Ripresi lentamente conoscenza. Sentivo il mio corpo come se fosse in una dimensione a sé. Capivo che potevo cautamente ricominciare a prenderne il controllo, ma allo stesso tempo sentivo di non averne, non totalmente. Era come se il mio cervello trasmettesse in ritardo, ai muscoli, i movimenti che pensavo di fare. Riuscii a muovere di un millimetro l’indice della mano destra, che era appoggiata al pavimento freddo della cella, ma appena lo feci, una scossa elettrica mi pervase nuovamente il corpo. Probabilmente, la scarica di energia emanata dalle sbarre era talmente potente, che il mio corpo ne era ancora pervaso, oppure era semplicemente sotto shock.
- Si sta svegliando – sentii Edward sussurrare, ma io non ero ancora pronta per aprire gli occhi.
Ero sdraiata a pancia in giù, con la mano sinistra sotto il viso e il braccio destro disteso per lungo. Ero parecchio scomoda, chissà per quante ore ero rimasta in quella posizione senza muovermi, ma l’idea di spostarmi mi faceva stare peggio. Se muovere un dito mi aveva procurato tutto quel dolore, chissà quanto poteva farmi male muovermi per intero.

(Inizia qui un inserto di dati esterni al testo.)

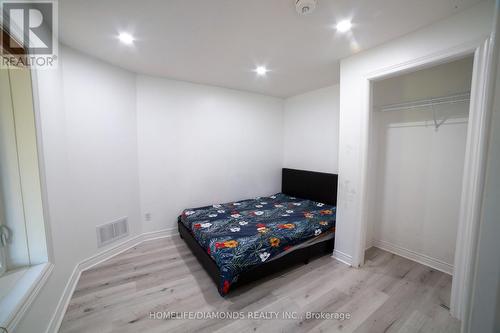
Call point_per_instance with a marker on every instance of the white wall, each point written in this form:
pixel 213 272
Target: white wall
pixel 418 170
pixel 485 312
pixel 89 134
pixel 467 26
pixel 200 144
pixel 311 129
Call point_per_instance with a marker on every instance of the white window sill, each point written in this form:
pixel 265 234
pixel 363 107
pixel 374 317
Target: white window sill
pixel 15 303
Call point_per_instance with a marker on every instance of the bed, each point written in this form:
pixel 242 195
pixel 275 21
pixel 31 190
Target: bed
pixel 240 242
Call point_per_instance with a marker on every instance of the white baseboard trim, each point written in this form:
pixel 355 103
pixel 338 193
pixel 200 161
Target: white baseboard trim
pixel 415 256
pixel 369 244
pixel 62 305
pixel 342 257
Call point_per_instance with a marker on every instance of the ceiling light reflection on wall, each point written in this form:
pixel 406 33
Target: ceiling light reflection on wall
pixel 344 26
pixel 261 70
pixel 126 38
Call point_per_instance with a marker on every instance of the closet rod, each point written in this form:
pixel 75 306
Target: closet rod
pixel 452 99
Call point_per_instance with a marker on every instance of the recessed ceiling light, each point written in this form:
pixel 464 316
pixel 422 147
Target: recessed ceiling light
pixel 261 70
pixel 344 26
pixel 126 38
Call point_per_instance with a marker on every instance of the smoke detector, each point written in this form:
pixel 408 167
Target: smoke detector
pixel 305 7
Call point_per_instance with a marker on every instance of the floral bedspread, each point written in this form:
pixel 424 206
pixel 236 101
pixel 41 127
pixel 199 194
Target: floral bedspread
pixel 240 235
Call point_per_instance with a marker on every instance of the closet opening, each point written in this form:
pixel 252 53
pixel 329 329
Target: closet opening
pixel 417 150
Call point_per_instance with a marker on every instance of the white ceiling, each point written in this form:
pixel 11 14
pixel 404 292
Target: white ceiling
pixel 219 42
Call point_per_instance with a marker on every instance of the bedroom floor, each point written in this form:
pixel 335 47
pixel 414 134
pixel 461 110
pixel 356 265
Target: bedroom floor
pixel 389 294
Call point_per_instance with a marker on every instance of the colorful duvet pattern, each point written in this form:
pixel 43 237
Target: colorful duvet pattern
pixel 240 235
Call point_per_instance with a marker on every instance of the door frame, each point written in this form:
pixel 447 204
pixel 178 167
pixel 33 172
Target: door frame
pixel 474 169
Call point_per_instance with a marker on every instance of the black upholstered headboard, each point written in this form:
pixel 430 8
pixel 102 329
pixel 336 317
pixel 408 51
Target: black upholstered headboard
pixel 317 186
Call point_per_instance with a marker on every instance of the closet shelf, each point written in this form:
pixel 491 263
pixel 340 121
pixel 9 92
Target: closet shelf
pixel 423 103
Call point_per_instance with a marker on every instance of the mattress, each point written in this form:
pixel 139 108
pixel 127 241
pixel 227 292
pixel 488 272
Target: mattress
pixel 241 235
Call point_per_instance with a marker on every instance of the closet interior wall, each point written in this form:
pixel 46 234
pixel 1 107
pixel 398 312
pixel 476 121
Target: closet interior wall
pixel 417 169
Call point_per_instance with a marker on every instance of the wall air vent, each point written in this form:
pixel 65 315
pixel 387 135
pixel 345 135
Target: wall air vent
pixel 110 232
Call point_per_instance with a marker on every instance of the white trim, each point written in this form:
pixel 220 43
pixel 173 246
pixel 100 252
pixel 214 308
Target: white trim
pixel 415 256
pixel 18 301
pixel 473 182
pixel 473 171
pixel 342 257
pixel 94 260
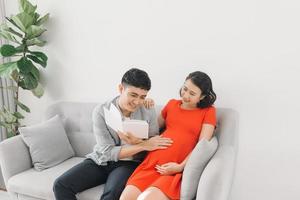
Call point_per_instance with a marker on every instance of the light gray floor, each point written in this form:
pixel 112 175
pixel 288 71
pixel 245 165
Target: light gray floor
pixel 4 195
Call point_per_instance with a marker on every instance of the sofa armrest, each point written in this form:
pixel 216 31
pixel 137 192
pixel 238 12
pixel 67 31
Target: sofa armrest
pixel 14 157
pixel 216 180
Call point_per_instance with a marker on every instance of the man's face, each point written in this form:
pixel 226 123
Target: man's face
pixel 131 97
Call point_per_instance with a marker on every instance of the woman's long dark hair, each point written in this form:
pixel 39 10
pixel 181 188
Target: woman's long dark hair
pixel 202 81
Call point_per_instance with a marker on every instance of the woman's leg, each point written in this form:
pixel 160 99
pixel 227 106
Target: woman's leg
pixel 130 193
pixel 153 193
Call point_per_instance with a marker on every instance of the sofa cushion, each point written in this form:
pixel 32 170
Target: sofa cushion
pixel 194 167
pixel 82 142
pixel 48 143
pixel 38 184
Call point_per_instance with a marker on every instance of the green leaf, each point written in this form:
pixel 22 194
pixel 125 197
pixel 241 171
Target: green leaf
pixel 38 60
pixel 8 50
pixel 43 19
pixel 13 23
pixel 39 54
pixel 7 68
pixel 35 72
pixel 28 81
pixel 15 32
pixel 38 91
pixel 26 6
pixel 4 32
pixel 15 74
pixel 10 133
pixel 34 31
pixel 20 49
pixel 36 17
pixel 35 41
pixel 18 115
pixel 22 106
pixel 23 20
pixel 5 125
pixel 25 65
pixel 13 88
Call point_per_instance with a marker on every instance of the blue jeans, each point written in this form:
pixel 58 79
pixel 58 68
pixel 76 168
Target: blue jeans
pixel 88 174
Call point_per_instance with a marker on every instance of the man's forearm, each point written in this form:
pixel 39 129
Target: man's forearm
pixel 128 151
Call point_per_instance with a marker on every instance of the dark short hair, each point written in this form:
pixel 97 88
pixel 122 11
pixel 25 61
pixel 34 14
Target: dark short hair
pixel 137 78
pixel 203 82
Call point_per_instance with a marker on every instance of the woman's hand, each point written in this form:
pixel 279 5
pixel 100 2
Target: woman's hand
pixel 156 142
pixel 169 168
pixel 148 103
pixel 129 138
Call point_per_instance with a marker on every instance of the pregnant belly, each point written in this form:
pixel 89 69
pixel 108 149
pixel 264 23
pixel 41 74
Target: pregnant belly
pixel 183 144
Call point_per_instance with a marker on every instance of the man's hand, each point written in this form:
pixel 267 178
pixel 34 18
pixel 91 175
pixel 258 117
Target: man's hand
pixel 169 168
pixel 148 103
pixel 156 142
pixel 129 138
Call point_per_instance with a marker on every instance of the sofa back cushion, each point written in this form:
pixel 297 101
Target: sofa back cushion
pixel 48 143
pixel 77 120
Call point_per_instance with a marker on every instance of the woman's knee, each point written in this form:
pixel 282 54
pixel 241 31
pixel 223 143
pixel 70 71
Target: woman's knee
pixel 152 193
pixel 130 193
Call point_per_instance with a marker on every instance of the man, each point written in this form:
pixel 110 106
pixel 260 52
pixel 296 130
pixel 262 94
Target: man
pixel 115 155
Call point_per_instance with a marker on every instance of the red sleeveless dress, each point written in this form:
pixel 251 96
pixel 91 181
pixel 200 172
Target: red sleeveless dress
pixel 183 127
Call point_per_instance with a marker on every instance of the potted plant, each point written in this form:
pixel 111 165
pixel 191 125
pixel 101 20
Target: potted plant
pixel 22 63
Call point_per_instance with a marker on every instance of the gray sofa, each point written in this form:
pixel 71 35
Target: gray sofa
pixel 23 182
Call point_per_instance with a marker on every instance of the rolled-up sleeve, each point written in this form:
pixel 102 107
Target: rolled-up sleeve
pixel 105 150
pixel 153 123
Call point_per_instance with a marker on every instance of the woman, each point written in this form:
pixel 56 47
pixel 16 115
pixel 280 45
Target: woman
pixel 188 120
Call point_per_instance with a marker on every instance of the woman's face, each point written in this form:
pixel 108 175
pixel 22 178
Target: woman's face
pixel 190 94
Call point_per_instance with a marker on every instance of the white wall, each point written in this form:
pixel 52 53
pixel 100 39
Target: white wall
pixel 249 48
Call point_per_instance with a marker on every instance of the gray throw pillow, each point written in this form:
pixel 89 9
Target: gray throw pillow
pixel 194 167
pixel 48 143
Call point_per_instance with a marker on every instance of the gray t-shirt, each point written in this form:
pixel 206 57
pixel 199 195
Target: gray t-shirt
pixel 108 142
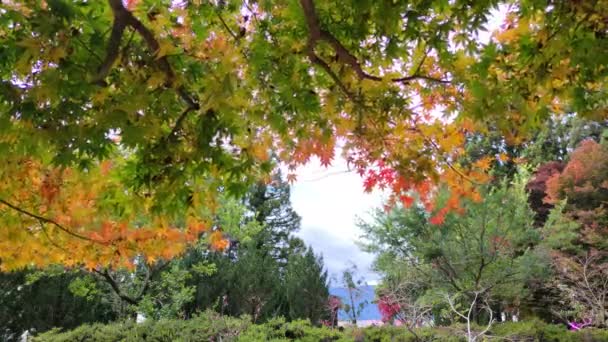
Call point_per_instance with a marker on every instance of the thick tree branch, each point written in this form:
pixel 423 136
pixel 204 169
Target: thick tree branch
pixel 316 33
pixel 46 220
pixel 122 19
pixel 134 300
pixel 114 285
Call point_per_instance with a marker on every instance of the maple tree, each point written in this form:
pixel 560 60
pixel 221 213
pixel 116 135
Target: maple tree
pixel 121 122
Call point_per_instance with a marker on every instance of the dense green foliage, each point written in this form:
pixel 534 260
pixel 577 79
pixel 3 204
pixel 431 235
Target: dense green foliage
pixel 210 327
pixel 266 272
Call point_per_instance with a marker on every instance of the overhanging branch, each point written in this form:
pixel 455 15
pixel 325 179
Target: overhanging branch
pixel 46 220
pixel 316 33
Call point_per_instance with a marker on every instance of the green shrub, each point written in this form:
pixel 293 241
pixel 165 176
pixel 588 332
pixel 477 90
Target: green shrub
pixel 210 326
pixel 204 327
pixel 280 330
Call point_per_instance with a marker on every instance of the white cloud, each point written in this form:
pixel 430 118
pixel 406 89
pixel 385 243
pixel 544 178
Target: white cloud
pixel 329 201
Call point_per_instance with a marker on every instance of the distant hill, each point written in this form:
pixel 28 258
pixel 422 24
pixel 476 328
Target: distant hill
pixel 370 310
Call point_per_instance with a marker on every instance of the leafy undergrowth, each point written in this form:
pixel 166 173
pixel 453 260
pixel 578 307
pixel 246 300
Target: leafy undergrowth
pixel 210 326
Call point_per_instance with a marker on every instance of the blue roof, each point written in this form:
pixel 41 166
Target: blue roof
pixel 365 294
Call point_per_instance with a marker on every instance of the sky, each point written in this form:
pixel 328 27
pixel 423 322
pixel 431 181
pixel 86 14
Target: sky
pixel 330 200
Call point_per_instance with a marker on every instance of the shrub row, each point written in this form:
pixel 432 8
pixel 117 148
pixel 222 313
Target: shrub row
pixel 209 326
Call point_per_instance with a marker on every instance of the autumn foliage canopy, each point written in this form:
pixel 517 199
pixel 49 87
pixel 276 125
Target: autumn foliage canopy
pixel 121 123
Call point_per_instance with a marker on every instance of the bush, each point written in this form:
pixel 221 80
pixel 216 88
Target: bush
pixel 210 326
pixel 279 330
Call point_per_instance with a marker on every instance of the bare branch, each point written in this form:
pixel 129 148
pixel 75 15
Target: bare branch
pixel 46 220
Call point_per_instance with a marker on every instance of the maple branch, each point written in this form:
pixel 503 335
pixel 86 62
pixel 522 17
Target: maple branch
pixel 122 19
pixel 134 300
pixel 114 285
pixel 118 29
pixel 53 243
pixel 236 38
pixel 343 55
pixel 46 220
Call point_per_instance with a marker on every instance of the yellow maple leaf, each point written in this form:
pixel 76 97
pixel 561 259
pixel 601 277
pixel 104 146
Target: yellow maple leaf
pixel 483 163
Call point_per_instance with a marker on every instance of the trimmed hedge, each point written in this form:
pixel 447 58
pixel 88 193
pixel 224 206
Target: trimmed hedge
pixel 210 326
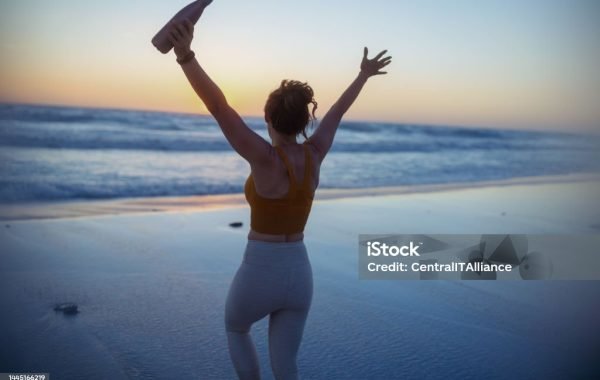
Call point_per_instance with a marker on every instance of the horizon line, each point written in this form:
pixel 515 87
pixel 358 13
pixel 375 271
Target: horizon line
pixel 354 120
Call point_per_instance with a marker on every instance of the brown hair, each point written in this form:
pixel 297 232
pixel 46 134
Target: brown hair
pixel 287 107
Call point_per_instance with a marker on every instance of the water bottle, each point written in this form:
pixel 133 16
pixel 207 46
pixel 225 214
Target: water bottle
pixel 192 12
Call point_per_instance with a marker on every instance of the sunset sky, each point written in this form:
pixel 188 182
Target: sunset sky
pixel 511 64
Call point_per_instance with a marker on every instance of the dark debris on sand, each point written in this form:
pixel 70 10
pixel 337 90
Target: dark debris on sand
pixel 67 308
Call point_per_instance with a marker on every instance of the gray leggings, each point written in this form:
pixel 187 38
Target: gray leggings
pixel 274 279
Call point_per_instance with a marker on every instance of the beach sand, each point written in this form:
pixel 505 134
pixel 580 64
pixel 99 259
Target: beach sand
pixel 151 285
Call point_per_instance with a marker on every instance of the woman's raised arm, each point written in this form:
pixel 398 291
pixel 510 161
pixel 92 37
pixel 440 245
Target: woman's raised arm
pixel 244 140
pixel 322 138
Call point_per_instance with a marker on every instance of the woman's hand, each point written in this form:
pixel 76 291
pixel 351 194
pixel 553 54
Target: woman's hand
pixel 373 66
pixel 181 35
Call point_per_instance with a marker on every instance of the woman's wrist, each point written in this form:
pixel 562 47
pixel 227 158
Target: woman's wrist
pixel 363 75
pixel 185 57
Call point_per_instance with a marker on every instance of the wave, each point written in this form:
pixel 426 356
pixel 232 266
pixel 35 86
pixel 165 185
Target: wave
pixel 79 128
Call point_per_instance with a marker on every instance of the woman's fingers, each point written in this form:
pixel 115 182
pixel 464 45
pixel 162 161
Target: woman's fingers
pixel 181 30
pixel 379 55
pixel 174 37
pixel 188 26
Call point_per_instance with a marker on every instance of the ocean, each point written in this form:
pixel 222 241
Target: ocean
pixel 50 153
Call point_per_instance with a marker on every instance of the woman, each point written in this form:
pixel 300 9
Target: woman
pixel 275 277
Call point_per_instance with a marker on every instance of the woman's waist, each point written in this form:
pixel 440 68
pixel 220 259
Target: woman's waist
pixel 275 253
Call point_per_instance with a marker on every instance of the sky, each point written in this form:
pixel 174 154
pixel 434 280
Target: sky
pixel 523 64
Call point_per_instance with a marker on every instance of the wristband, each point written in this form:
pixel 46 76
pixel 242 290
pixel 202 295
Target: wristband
pixel 186 58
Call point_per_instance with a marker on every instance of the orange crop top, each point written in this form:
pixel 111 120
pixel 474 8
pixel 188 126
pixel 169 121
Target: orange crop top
pixel 287 215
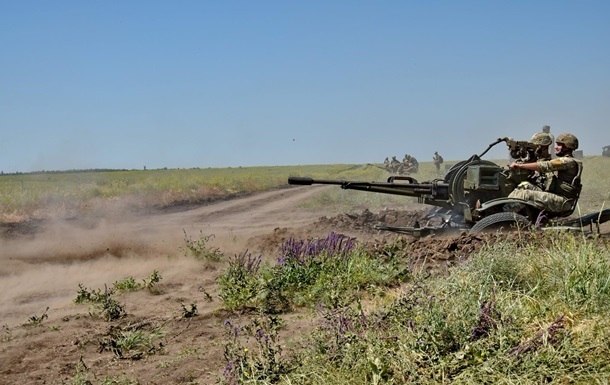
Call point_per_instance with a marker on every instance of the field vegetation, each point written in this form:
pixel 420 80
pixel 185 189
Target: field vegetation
pixel 529 308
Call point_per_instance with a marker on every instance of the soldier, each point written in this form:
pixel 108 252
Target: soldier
pixel 414 165
pixel 541 143
pixel 394 164
pixel 386 163
pixel 564 177
pixel 547 130
pixel 437 159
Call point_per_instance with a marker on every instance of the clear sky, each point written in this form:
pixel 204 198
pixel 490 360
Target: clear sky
pixel 181 84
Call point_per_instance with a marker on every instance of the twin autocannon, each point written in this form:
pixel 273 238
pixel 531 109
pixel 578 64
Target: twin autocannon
pixel 473 196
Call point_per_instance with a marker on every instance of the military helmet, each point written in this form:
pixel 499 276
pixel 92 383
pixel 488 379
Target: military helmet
pixel 542 139
pixel 568 140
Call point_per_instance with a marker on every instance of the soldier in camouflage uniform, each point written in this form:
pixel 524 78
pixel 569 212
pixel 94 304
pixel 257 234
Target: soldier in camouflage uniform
pixel 562 186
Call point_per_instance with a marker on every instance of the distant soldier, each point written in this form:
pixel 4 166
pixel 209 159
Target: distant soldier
pixel 547 130
pixel 414 165
pixel 438 160
pixel 386 163
pixel 394 164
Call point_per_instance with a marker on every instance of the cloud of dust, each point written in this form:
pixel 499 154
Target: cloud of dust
pixel 44 270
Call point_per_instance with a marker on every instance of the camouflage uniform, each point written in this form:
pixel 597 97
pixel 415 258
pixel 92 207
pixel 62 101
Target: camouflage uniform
pixel 563 186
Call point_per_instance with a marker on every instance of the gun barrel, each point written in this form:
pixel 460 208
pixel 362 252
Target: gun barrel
pixel 435 190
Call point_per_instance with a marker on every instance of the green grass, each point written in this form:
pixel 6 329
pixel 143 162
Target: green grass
pixel 526 311
pixel 36 195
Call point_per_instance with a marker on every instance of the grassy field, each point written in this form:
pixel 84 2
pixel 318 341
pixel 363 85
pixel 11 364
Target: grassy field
pixel 35 195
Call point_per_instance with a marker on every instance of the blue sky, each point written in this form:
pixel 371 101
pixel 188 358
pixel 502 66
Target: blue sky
pixel 181 84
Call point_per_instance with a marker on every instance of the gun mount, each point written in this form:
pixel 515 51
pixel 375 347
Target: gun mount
pixel 472 196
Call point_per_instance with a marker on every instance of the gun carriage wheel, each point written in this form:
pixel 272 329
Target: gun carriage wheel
pixel 500 220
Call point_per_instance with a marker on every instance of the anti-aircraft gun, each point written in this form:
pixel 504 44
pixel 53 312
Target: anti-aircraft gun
pixel 472 196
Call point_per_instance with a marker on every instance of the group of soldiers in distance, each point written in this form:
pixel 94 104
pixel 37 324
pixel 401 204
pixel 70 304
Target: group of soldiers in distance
pixel 409 165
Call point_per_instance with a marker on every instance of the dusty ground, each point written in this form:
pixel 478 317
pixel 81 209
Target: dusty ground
pixel 42 263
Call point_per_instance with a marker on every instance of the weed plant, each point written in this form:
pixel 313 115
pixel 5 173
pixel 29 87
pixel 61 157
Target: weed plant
pixel 132 341
pixel 200 248
pixel 258 362
pixel 127 284
pixel 107 307
pixel 331 271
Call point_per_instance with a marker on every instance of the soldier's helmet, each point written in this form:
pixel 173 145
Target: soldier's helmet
pixel 568 140
pixel 541 139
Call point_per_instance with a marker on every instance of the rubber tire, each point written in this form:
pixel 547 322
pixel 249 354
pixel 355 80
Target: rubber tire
pixel 494 221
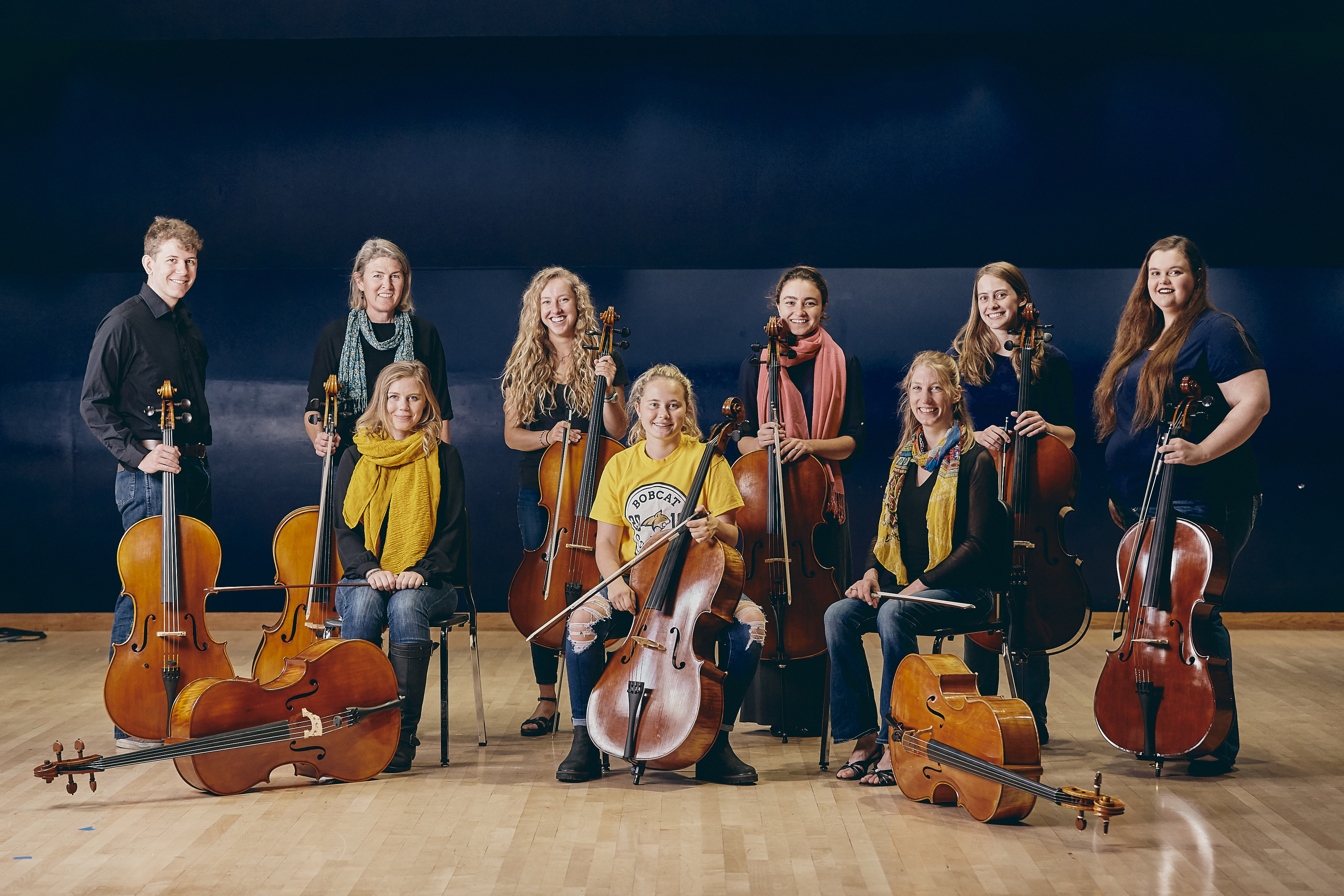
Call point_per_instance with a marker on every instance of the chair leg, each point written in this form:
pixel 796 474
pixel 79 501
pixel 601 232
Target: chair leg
pixel 476 682
pixel 443 695
pixel 824 761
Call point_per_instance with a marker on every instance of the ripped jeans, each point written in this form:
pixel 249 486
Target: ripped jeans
pixel 592 624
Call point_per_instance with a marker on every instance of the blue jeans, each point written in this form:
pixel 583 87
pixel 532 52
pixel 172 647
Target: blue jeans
pixel 585 665
pixel 531 526
pixel 1234 520
pixel 853 710
pixel 407 613
pixel 141 496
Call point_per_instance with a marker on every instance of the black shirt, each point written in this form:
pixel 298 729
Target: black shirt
pixel 980 535
pixel 444 562
pixel 138 346
pixel 529 469
pixel 1214 352
pixel 1053 395
pixel 803 377
pixel 427 347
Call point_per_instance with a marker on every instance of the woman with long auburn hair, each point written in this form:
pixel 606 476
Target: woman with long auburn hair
pixel 401 528
pixel 823 416
pixel 548 385
pixel 1171 330
pixel 990 379
pixel 941 534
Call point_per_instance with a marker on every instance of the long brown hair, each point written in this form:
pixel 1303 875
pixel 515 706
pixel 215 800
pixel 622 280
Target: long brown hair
pixel 530 373
pixel 949 378
pixel 976 344
pixel 1142 326
pixel 378 424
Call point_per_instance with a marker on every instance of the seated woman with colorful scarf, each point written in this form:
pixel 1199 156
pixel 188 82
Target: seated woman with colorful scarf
pixel 402 530
pixel 943 534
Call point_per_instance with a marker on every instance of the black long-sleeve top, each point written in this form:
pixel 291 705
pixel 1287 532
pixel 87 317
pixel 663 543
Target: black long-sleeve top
pixel 427 347
pixel 981 553
pixel 803 377
pixel 138 346
pixel 444 559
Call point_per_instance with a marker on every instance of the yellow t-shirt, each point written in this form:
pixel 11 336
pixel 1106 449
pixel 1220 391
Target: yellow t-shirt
pixel 648 496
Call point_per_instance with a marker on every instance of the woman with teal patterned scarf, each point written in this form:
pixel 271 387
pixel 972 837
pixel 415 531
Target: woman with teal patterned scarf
pixel 380 330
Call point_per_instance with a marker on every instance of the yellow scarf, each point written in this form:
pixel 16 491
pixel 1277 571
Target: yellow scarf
pixel 400 483
pixel 943 503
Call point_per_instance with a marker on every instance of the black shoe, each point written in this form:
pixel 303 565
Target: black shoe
pixel 1210 768
pixel 410 663
pixel 722 766
pixel 584 762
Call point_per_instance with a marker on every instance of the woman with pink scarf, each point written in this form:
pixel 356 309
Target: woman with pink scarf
pixel 822 405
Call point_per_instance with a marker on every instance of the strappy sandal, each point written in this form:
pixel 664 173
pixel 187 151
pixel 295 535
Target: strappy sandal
pixel 545 725
pixel 886 778
pixel 862 766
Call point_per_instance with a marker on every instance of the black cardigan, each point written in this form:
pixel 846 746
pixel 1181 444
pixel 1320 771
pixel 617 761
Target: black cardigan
pixel 980 532
pixel 444 557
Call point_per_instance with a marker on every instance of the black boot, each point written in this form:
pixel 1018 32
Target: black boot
pixel 410 663
pixel 722 766
pixel 584 762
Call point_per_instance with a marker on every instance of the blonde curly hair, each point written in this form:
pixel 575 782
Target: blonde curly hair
pixel 530 375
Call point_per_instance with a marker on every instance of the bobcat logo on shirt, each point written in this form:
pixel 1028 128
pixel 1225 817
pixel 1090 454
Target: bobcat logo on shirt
pixel 652 510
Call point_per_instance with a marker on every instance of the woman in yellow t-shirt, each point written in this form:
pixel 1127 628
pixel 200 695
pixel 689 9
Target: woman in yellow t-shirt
pixel 642 495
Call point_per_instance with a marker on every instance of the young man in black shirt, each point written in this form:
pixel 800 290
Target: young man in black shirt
pixel 146 340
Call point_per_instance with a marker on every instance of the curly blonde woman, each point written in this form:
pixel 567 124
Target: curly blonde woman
pixel 548 385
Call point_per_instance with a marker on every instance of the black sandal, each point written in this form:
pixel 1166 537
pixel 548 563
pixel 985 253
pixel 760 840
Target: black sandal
pixel 862 766
pixel 886 778
pixel 546 723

Avevo le palpebre davvero pensanti, come se da un momento all’altro mi potessi riaddormentare. Sentivo gli angoli della bocca bagnati, probabilmente perché, mentre ero incosciente, dovevo aver perso della saliva. Inoltre, percepivo prurito alla cute, sicuramente perché ormai non lavavo i capelli da giorni. Insomma, ero proprio un bello spettacolo in quel momento.
- Bella? – quella era la voce preoccupata di Emmett – Bella, mi riesci a sentire? -.
- So che deve essere difficile cercare di aprire gli occhi – continuò Carlisle, in modo pacato e professionale – Ma se riuscissi a darci un segno per farci capire che ci puoi sentire, sarebbe un aiuto -.
Le loro voci, nonostante la situazione in cui eravamo e il dolore che provavo, mi tranquillizzarono. Era assurdo e un sentimento decisamente fuori luogo, eppure era così. Perciò decisi di provare. Mi concentrai sulle mie palpebre, che mi sembravano incollate, come se sopra di esse ci fosse appoggiato un macigno. Insistendo, lentamente, riuscii ad aprire gli occhi, anche se dovetti immediatamente richiuderli a causa della luce improvvisa, che mi accecò. Non ero più abituata a tutta quella luminosità, persino la via vecchia cella era più buia di questa, ma mi sforzai e pian piano riuscii a mettere a fuoco ciò che avevo davanti.
Il primo che notai fu Edward, che si trovava in mezzo a Emmett e Carlisle, tutti e tre inginocchiati davanti alle sbarre, talmente vicini che, se solo le avessero sfiorate per sbaglio, sarebbero stati folgorati come era successo a me. Avevano il viso stravolto, le occhiaie marcate e gli occhi scuri. I loro vestiti non erano più ordinati e profumati come qualche giorno prima, eppure ai miei occhi risultavano comunque bellissimi. Chissà invece come dovevo sembrargli io.
Ma ne mancava uno.
- Jasper – sussurrai, con una voce che non potei subito riconoscere come mia.
La gola mi grattava, ogni tentativo di dire anche una sola parola, mi sembrava di avere degli aghi al posto delle corde vocali. Nonostante avessi cercato di far risultare la mia voce chiara e forte, era uscito un flebile suono, basso e a stento comprensibile.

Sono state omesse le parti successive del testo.